Article Text
Abstract
Background How is data used to really understand the service that we provide, help target service delivery and assist the development of a clinical strategy to enhance care provision?
Aims Review historical data for gaps in service provision. Identify meaningful data to inform hospice strategy and vision of supporting more people, earlier. Monitor, benchmark our progress and share with staff.
Method We undertook a review of historical data and health needs analysis to identify gaps in service provision. Analysis showed a diverse palliative service user population with patients being referred late in their diagnosis and a small cohort of non-cancer patient referrals, highlighting a gap in specialist palliative intervention. With OACC measures fully embedded in clinical practice, we asked how patient reported outcomes could be used to improve patient care and reflected on IPOS scores quarterly, which showed patients scoring highly in relation to the psychological impact of their illness. We introduced specialist link nurses and expanded our day services to encourage early referrals; a daily morning community meeting to identify, discuss and prioritise those patients with an unstable phase of illness and increased provision of psychological and spiritual support in our family support team.

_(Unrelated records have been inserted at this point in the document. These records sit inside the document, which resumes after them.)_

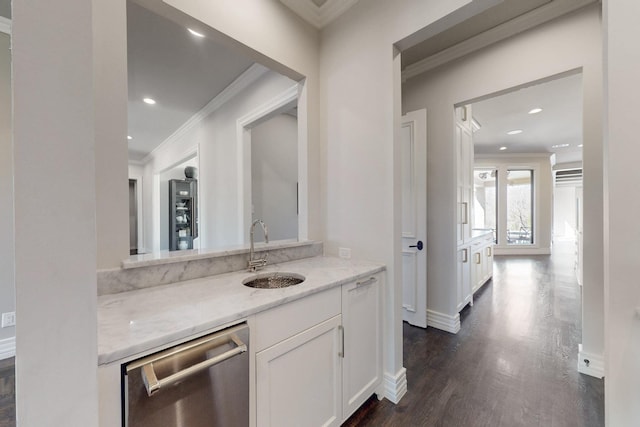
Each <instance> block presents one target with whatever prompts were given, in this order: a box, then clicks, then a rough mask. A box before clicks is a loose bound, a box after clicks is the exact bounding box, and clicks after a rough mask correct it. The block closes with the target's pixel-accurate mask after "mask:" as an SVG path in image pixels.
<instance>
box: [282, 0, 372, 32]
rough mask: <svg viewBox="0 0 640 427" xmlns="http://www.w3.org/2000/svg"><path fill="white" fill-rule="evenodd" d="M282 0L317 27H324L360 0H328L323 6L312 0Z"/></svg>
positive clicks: (287, 4) (299, 14) (289, 7)
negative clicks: (314, 2) (316, 5)
mask: <svg viewBox="0 0 640 427" xmlns="http://www.w3.org/2000/svg"><path fill="white" fill-rule="evenodd" d="M280 1H281V2H282V3H284V4H285V5H286V6H287V7H289V9H291V10H293V11H294V12H295V13H297V14H298V15H300V16H301V17H302V18H303V19H304V20H306V21H307V22H309V23H310V24H311V25H313V26H314V27H316V28H317V29H322V27H324V26H325V25H328V24H329V23H331V22H332V21H333V20H334V19H336V18H337V17H338V16H340V15H342V14H343V13H344V12H345V11H346V10H347V9H349V8H350V7H351V6H353V5H354V4H356V3H357V2H358V1H359V0H327V1H326V2H325V3H324V4H323V5H322V6H321V7H318V6H316V4H315V3H314V2H313V1H311V0H280Z"/></svg>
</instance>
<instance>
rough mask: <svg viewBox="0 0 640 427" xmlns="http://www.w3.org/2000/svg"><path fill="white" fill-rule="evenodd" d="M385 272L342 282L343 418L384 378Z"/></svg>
mask: <svg viewBox="0 0 640 427" xmlns="http://www.w3.org/2000/svg"><path fill="white" fill-rule="evenodd" d="M382 280H383V279H382V276H381V275H376V276H373V277H371V278H369V279H363V280H360V281H358V282H354V283H350V284H347V285H343V286H342V322H343V325H344V341H345V344H344V346H345V349H344V360H343V364H342V369H343V376H342V378H343V387H342V390H343V419H345V420H346V419H347V418H348V417H349V416H350V415H351V414H353V412H355V410H356V409H358V407H360V405H362V403H364V401H365V400H367V399H368V398H369V397H370V396H371V395H372V394H373V393H374V392H375V391H376V389H377V388H378V387H379V386H380V384H381V382H382V289H383V283H382Z"/></svg>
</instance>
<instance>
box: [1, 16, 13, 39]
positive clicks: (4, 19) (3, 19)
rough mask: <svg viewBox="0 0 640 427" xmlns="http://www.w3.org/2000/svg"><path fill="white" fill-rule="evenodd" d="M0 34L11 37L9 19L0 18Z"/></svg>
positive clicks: (10, 22) (9, 19)
mask: <svg viewBox="0 0 640 427" xmlns="http://www.w3.org/2000/svg"><path fill="white" fill-rule="evenodd" d="M0 33H5V34H9V35H11V19H9V18H5V17H4V16H0Z"/></svg>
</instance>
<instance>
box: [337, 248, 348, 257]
mask: <svg viewBox="0 0 640 427" xmlns="http://www.w3.org/2000/svg"><path fill="white" fill-rule="evenodd" d="M338 256H339V257H340V258H344V259H350V258H351V248H338Z"/></svg>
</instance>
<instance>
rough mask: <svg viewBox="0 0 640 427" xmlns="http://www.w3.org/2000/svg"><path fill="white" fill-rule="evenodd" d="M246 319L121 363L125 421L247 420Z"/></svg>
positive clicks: (243, 420)
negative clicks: (168, 347)
mask: <svg viewBox="0 0 640 427" xmlns="http://www.w3.org/2000/svg"><path fill="white" fill-rule="evenodd" d="M248 345H249V327H248V326H247V325H246V323H243V324H241V325H238V326H233V327H231V328H227V329H224V330H222V331H219V332H216V333H214V334H211V335H207V336H205V337H202V338H198V339H195V340H193V341H189V342H187V343H185V344H181V345H178V346H176V347H172V348H169V349H167V350H164V351H161V352H158V353H155V354H152V355H150V356H147V357H144V358H142V359H138V360H136V361H133V362H130V363H129V364H127V365H126V367H125V368H124V369H123V387H124V394H123V397H124V406H125V410H124V411H123V412H124V413H123V424H124V425H125V426H127V427H147V426H149V427H150V426H153V427H159V426H162V427H174V426H175V427H178V426H180V427H183V426H189V427H204V426H207V427H211V426H225V427H226V426H231V427H236V426H238V427H239V426H248V425H249V352H248Z"/></svg>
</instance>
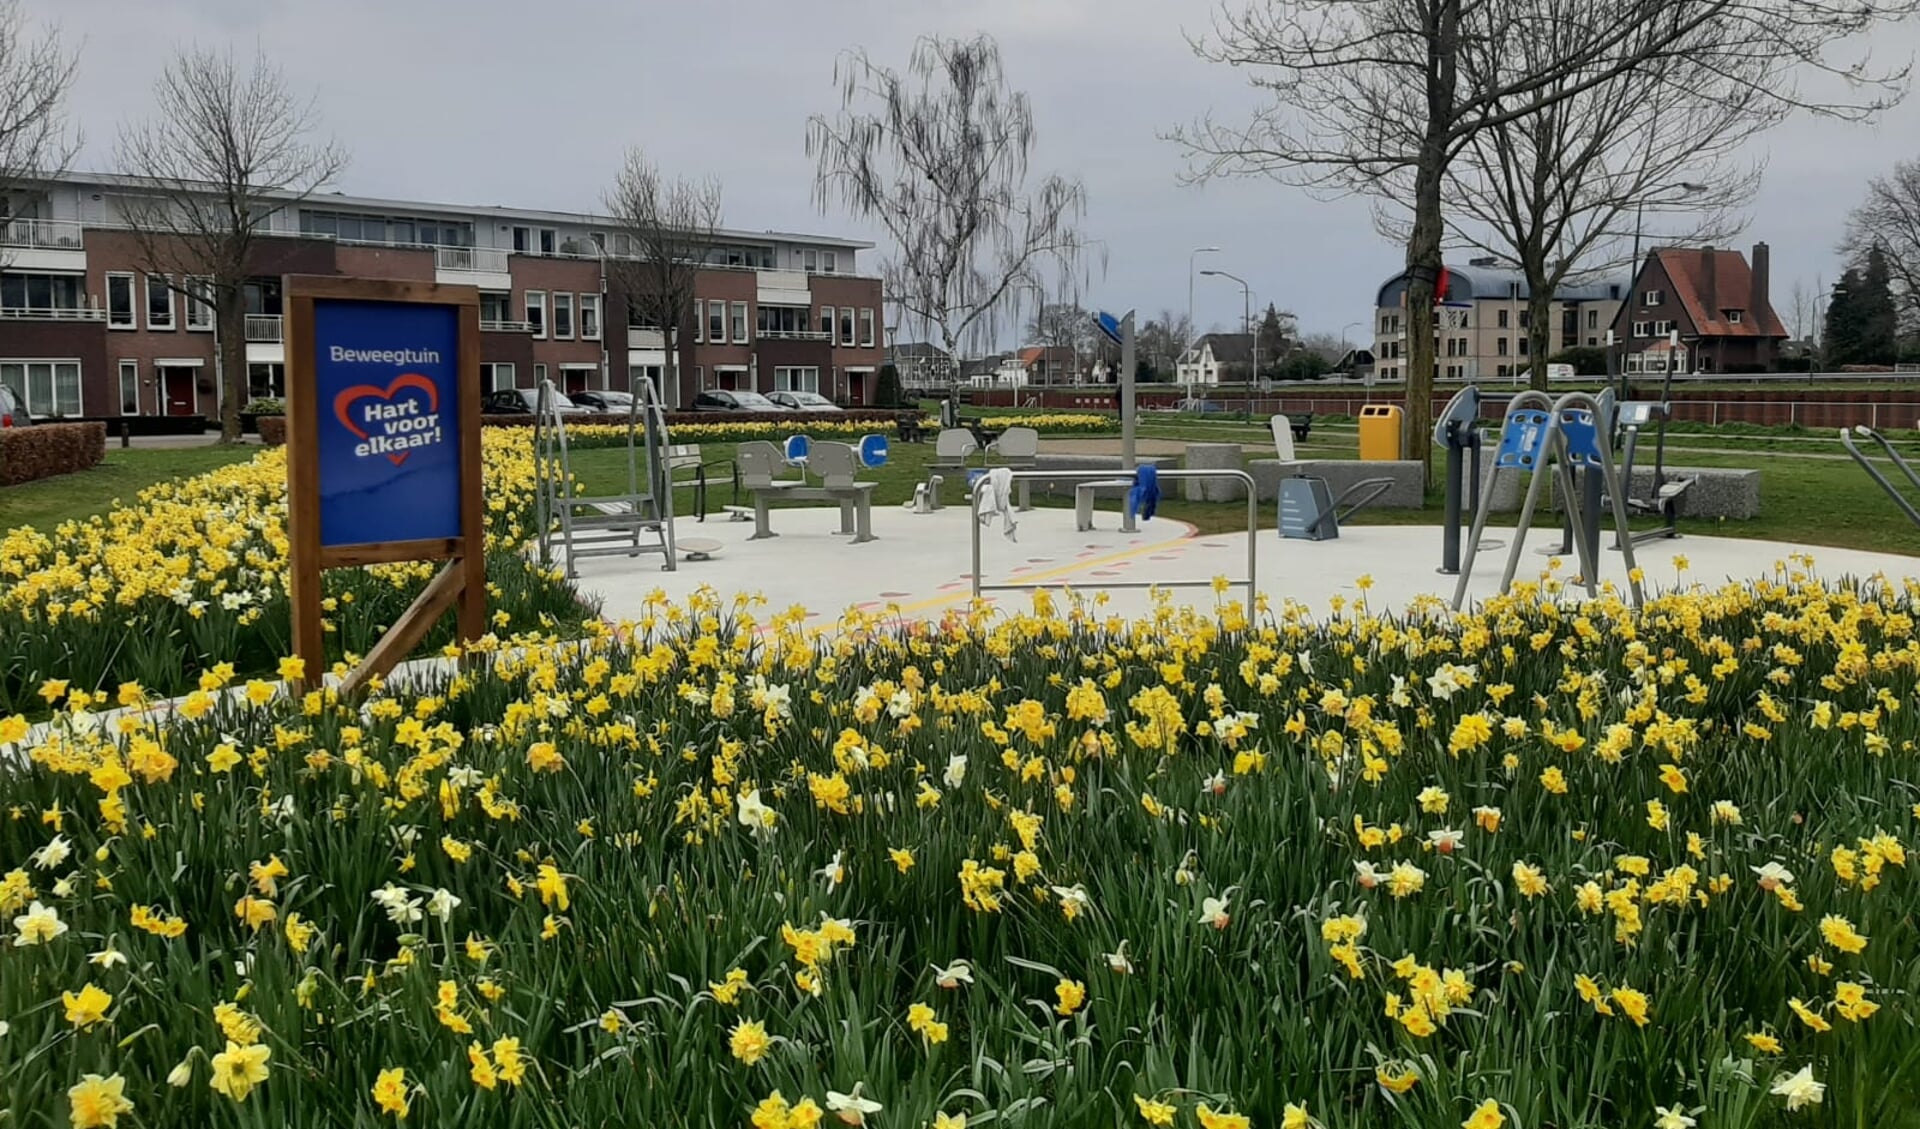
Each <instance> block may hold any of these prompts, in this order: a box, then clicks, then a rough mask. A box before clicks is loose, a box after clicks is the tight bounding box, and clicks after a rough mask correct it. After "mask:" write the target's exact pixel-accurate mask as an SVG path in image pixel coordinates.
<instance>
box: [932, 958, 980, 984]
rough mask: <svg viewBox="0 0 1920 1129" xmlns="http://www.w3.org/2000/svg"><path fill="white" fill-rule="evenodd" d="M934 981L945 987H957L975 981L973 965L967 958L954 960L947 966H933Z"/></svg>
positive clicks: (936, 965)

Results Increased non-cancer referrals into the hospice from 19% to 40%; reduction of cancer patients dying within one month of referral from 39% to 35%; 10% reduction in the percentage of patients scoring severely or overwhelmingly for psychological concerns at the end of spell of care; 18 day average for a patient to move from unstable to stable phase following CNS intervention.
Conclusion Clinical data acts as a vital tool for identifying where action may be needed to address gaps in care delivery. Sharing these outcomes with clinical managers and staff helps everyone to understand the importance of accurate and meaningful data.